MooreCare in the Middle District of Tennessee

In a review of the MAC’s opinion upholding the denial of MooreCare’s claims for reimbursement of nonemergency, scheduled and repetitive services, the Court expressed “serious concerns” about the MAC’s unsupported rationale on medical necessity and concern for “hindsight bias” in the MAC’s review of claims. The critical ruling from MooreCare is this: A valid written order by a physician certifying the medical necessity of a nonemergency, scheduled, repetitive ambulance transport service is conclusive of medical necessity, and any further review of additional medical records or documentation is unnecessary.

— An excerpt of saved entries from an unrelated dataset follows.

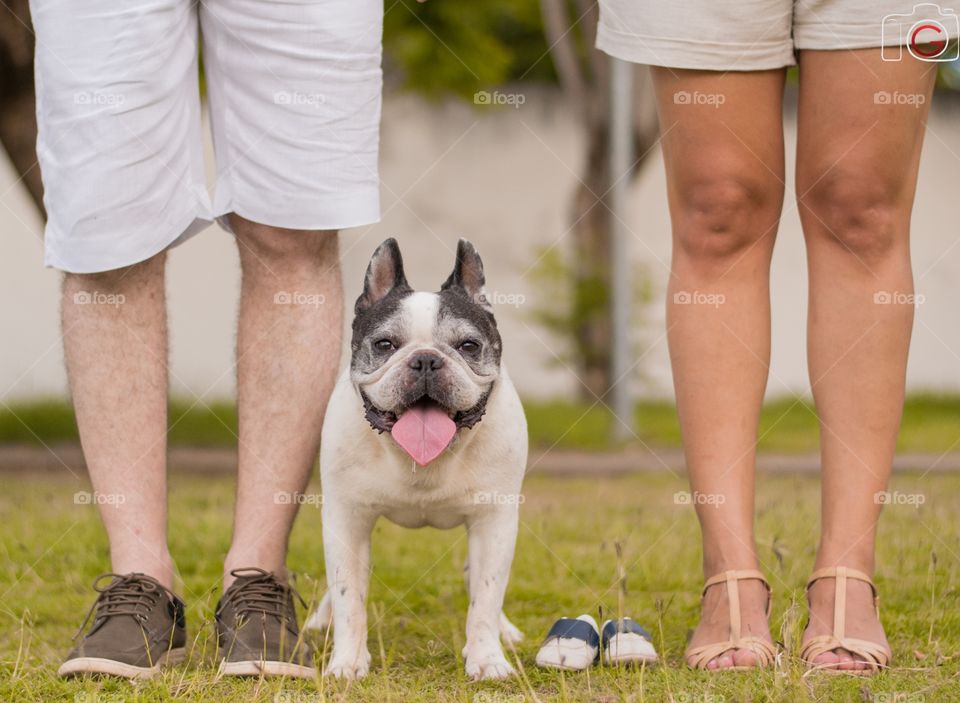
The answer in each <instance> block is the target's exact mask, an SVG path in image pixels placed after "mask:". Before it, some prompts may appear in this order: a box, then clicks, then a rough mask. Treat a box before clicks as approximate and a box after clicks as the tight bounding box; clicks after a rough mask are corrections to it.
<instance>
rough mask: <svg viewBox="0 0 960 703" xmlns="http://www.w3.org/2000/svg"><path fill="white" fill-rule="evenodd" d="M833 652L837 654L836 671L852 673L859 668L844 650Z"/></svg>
mask: <svg viewBox="0 0 960 703" xmlns="http://www.w3.org/2000/svg"><path fill="white" fill-rule="evenodd" d="M835 651H836V653H837V660H838V663H837V668H838V669H841V670H842V671H853V670H855V669H858V668H859V667H858V666H857V662H856V661H855V660H854V658H853V655H852V654H850V652H848V651H847V650H845V649H837V650H835Z"/></svg>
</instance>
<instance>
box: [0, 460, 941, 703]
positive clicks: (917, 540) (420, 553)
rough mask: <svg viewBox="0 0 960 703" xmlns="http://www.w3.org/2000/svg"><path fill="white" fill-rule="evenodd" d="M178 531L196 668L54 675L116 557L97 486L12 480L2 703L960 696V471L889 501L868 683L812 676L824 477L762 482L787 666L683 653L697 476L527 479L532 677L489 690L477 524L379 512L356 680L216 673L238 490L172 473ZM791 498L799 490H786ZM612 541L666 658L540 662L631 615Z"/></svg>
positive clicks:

The Court explained that under the basic rule for ambulance reimbursement, ambulance services are covered by Medicare where other forms of transportation are contraindicated by the patient’s condition.5 The regulations provide a general and a special rule for ambulance service. Under the general rule, ambulance transport is reimbursable if medically necessary – demonstrated by bed confinement and documentation that other forms of transportation are contraindicated or demonstrated by the patient’s medical condition, regardless of bed confinement.6 Where the ambulance service is nonemergency, scheduled and repetitive – such as transport for dialysis – the “special rule” applies. Under the “special rule,” ambulance services are reimbursable where a physician’s order certifies the medical necessity of the transport. The Court found that this order is conclusive of medical necessity and rejected HHS’ arguments that the Medicare Benefit Policy Manual provisions or other CMS guidance imposed additional requirements that ambulance providers must also meet.

Impact of MooreCare

The MooreCare decision may have positive implications for other Medicare providers. It is common in Medicare audits for the contractors conducting the audits to request records in addition to the physician orders to support the medical necessity of ancillary services, such as ambulance transports, laboratory or other diagnostic tests, or durable medical equipment. Healthcare providers facing an unfavorable Medicare audit result should review the applicable statutes and regulations to determine if the contractors have denied claims based upon requirements that are in addition to or inconsistent with those found in the applicable statutes and regulations. In these situations, the MooreCare decision may provide a defense to the audit result.


1  Moorecare Ambulance Serv., LLC v. Dep’t of Health & Human Services, Civ. No. 1:09-0078, 2011 WL 2682987 (M.D. Tenn. July 11, 2011) and Moorecare Ambulance Serv., LLC v. Dep’t of Health & Human Services, Civ. No. 1:09-0078, 2011 WL 839502 (M.D. Tenn. March 4, 2011).
2  CMS has replaced the PSCs with Zone Program Integrity Contractors (“ZPICs”). AdvanceMed is the ZPIC assigned to Zones 5 (encompassing the states of Alabama, Arkansas, Georgia, Louisiana, Mississippi, North Carolina, South Carolina, Tennessee, Virginia and West Virginia) and 2 (encompassing the states of Alaska, Arizona, Idaho, Iowa, Kansas, Missouri, Montana, Nebraska, North Dakota, Oregon, South Dakota, Utah, Washington and Wyoming). ZPICs’ specific responsibilities include identifying vulnerabilities in the Medicare program, identifying and investigating potential cases of fraud, and referring cases to law enforcement for possible prosecution.
3  The Court reserved ruling on whether this extrapolation was justified.
4  A Medicare provider subject to an audit has the right to appeal an unfavorable audit result through a five-step process: (1) redetermination from the Medicare Administrative Contractor, (2) reconsideration from a Qualified Independent Contractor, (3) hearing before an Administrative Law Judge, (4) review by the Medicare Appeals Council, and (5) appeal to a federal district court.